My last attempt at it was to hack shader_runner to output a png image of the result after every probe, on every shader_runner test, to see an image of how the buffer looks like when the probe failed. Running piglit a few times and reproducing the issue, looking at the result, the image looks correct. So I suspect it has something to do with glReadPixels
at the time the probe commands execute. Adding a sleep(1) in lima_transfer_map
right after lima_bo_wait
and I finally seem to be unable to reproduce the random failures anymore.

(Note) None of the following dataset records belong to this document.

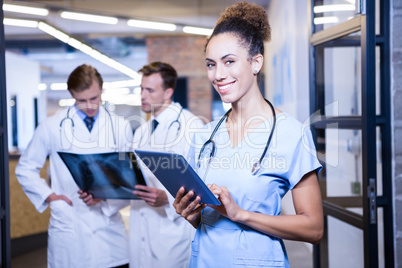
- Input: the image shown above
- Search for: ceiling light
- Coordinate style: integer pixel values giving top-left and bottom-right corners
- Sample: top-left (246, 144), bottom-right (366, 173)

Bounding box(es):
top-left (3, 18), bottom-right (38, 28)
top-left (314, 17), bottom-right (339, 24)
top-left (3, 4), bottom-right (49, 16)
top-left (60, 11), bottom-right (119, 24)
top-left (59, 99), bottom-right (75, 107)
top-left (183, 26), bottom-right (213, 36)
top-left (103, 80), bottom-right (140, 89)
top-left (50, 83), bottom-right (67, 90)
top-left (314, 4), bottom-right (356, 13)
top-left (38, 83), bottom-right (47, 90)
top-left (127, 20), bottom-right (176, 32)
top-left (38, 21), bottom-right (70, 43)
top-left (38, 21), bottom-right (141, 80)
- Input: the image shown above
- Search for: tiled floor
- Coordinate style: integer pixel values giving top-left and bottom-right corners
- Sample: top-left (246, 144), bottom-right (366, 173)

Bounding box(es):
top-left (11, 241), bottom-right (313, 268)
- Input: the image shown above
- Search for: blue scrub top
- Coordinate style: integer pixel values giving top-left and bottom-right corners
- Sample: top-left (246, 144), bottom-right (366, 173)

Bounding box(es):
top-left (189, 113), bottom-right (321, 268)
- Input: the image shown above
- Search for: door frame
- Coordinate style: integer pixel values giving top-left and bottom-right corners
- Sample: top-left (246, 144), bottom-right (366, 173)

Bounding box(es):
top-left (0, 0), bottom-right (11, 267)
top-left (308, 0), bottom-right (394, 267)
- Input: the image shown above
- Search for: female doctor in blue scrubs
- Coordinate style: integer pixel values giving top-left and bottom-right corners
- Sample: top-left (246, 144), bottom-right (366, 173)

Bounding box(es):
top-left (174, 2), bottom-right (323, 268)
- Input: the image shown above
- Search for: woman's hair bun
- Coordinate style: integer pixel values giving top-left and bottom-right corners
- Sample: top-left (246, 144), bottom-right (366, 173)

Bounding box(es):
top-left (216, 1), bottom-right (271, 42)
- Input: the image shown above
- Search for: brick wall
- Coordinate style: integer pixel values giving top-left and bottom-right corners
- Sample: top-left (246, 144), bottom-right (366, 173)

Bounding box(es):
top-left (146, 35), bottom-right (212, 123)
top-left (391, 0), bottom-right (402, 267)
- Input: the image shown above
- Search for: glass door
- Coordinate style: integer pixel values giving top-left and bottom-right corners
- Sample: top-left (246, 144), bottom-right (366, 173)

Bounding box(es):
top-left (0, 0), bottom-right (11, 267)
top-left (310, 0), bottom-right (393, 267)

The same 20 times loop as above with just that sleep(1):
Result summary
Currently showing: changes
Show: index | fixes | disabled | regressions | problems | skips | changes
| enabled
No changes
Maybe we need some additional synchronization in either lima_bo_wait or lima_transfer_map before reading the buffer?